It’s a cycle, really. Happy employees mean happy customers mean more profits. While I am not advocating for a total lack of a marketing budget, I am saying that your employees make your business what it is.
It is not–as some may think–the CEO, the coffee, or the Instagrammable space that keeps a business going. You can have all that and fail if you have a high turnover rate and unhappy employees. Employee hiring and training is expensive.
How does a company justify having the money to pay for social media influencers but not having it to pay their employees well? I get the concept that marketing will bring in more sales but do these sales get funneled back to employee retention programs? If your marketing isn’t also helping your employees, then I say good luck.

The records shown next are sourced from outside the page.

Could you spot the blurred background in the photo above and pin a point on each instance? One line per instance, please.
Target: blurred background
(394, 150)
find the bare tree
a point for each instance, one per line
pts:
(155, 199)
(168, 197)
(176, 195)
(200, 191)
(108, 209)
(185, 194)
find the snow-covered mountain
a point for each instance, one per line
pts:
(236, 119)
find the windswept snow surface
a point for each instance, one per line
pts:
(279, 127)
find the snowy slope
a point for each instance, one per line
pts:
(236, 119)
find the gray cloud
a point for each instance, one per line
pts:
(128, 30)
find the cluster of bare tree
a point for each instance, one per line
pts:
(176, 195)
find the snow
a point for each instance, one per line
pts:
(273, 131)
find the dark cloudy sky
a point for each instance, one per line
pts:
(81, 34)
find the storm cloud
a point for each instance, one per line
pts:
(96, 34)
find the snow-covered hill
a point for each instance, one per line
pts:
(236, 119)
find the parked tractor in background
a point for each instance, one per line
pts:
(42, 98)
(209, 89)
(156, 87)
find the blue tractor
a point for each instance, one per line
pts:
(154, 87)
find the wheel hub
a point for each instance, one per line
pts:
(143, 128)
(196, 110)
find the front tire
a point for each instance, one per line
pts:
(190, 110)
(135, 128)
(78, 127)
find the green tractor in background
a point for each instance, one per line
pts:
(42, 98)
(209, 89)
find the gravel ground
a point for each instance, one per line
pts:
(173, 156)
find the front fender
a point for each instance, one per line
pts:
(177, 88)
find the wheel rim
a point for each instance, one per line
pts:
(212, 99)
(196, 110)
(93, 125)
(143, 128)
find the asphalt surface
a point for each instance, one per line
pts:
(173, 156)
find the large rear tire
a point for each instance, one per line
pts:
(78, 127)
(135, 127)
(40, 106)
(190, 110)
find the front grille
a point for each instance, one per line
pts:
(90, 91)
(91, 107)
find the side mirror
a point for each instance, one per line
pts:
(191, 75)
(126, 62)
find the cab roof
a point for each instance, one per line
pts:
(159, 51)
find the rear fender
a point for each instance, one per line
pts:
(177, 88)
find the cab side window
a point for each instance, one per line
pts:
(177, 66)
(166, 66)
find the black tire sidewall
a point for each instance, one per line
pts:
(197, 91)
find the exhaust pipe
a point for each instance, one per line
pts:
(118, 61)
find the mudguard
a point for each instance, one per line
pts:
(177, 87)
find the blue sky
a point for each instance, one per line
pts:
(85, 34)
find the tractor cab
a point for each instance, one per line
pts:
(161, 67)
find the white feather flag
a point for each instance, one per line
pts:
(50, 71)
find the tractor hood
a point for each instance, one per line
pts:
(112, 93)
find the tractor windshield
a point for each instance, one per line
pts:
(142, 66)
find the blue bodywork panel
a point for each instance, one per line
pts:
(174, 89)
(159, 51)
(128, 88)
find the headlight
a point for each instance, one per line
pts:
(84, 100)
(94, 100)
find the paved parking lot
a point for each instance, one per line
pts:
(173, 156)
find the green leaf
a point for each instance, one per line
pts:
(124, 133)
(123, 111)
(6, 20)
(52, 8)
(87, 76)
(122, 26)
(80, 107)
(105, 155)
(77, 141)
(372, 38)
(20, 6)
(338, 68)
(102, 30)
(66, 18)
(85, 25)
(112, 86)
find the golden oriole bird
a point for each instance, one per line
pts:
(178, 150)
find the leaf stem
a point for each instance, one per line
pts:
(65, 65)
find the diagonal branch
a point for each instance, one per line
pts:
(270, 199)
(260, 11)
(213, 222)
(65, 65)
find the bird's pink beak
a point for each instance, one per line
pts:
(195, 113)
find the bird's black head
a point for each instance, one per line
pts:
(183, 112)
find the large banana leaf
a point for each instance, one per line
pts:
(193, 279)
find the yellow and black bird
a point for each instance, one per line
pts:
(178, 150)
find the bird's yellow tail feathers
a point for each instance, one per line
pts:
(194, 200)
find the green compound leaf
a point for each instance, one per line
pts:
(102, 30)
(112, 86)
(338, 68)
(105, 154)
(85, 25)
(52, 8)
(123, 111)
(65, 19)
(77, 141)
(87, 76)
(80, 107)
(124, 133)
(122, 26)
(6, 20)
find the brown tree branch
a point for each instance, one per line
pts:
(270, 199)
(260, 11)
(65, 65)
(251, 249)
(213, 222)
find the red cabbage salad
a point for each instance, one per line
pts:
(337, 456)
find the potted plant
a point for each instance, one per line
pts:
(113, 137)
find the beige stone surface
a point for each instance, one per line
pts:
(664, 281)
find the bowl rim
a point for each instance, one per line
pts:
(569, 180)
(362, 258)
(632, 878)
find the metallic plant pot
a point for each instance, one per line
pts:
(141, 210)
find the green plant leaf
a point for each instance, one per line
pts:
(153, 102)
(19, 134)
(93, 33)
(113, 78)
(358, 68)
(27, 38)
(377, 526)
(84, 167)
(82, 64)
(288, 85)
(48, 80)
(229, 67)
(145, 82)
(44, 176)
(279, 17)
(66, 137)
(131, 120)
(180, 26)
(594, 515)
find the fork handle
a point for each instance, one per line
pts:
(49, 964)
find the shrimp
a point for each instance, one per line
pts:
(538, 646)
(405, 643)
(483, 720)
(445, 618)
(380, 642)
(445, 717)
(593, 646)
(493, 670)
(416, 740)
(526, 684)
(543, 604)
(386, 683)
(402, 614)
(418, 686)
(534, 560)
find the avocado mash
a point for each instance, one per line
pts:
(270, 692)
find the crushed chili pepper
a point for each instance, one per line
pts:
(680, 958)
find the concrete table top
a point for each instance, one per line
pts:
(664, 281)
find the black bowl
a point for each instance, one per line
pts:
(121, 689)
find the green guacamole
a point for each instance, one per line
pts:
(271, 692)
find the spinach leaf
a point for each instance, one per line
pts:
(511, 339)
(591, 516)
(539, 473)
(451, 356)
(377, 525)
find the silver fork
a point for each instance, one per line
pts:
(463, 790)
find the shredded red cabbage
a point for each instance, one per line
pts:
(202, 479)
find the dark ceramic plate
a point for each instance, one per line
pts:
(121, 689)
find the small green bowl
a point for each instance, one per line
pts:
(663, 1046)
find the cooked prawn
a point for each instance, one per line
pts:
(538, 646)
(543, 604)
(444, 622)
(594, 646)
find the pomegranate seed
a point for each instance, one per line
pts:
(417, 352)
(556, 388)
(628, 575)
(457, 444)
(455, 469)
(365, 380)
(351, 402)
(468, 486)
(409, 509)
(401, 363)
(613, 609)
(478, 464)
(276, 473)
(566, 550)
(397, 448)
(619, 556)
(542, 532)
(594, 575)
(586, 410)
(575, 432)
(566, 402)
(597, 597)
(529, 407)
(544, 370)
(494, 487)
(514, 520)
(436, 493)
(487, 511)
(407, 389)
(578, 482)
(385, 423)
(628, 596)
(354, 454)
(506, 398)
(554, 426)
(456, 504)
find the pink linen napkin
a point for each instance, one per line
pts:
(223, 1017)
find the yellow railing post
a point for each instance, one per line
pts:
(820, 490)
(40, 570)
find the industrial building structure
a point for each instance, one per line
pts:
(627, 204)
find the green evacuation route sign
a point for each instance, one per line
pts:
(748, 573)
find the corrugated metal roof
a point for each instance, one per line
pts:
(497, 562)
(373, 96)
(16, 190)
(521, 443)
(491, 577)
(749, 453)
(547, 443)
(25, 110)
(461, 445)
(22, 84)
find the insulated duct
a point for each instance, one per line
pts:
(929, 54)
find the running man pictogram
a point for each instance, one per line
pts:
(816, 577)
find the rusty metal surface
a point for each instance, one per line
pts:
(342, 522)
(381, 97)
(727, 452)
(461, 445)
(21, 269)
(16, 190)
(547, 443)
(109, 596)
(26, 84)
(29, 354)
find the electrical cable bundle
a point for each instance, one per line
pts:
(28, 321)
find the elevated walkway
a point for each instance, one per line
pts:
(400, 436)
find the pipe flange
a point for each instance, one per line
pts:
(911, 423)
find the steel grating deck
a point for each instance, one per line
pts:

Studies have been done on unhappy employees and their impact on the workplace. Engaged employees are twice as productive and 58% more likely to go out of their way to help a customer. In a study of retail and food-service workers, researchers found that employees who knew their schedules more than two weeks in advance were 10% more likely to be happy than those who only had a few days’ notice.
On a personal anecdote, I can safely say that some of the reasons I didn’t like being a barista were that my hours per week constantly changed, sometimes to 20/week in the winter, but the schedule wasn’t released until less than a week before. This completely prevented me from finding a second job. I quit that job after less than a year.
Employee advocacy isn’t a new thing but it seems to be missed in coffee businesses. Salespeople who use social media are found to have increased sales, employees who talk about their company are deemed twice as trustworthy than the CEO. This is a good 101 guide if you are interested in setting up an employee advocacy program.
In conclusion, don’t go all in on marketing at the detriment of your employees.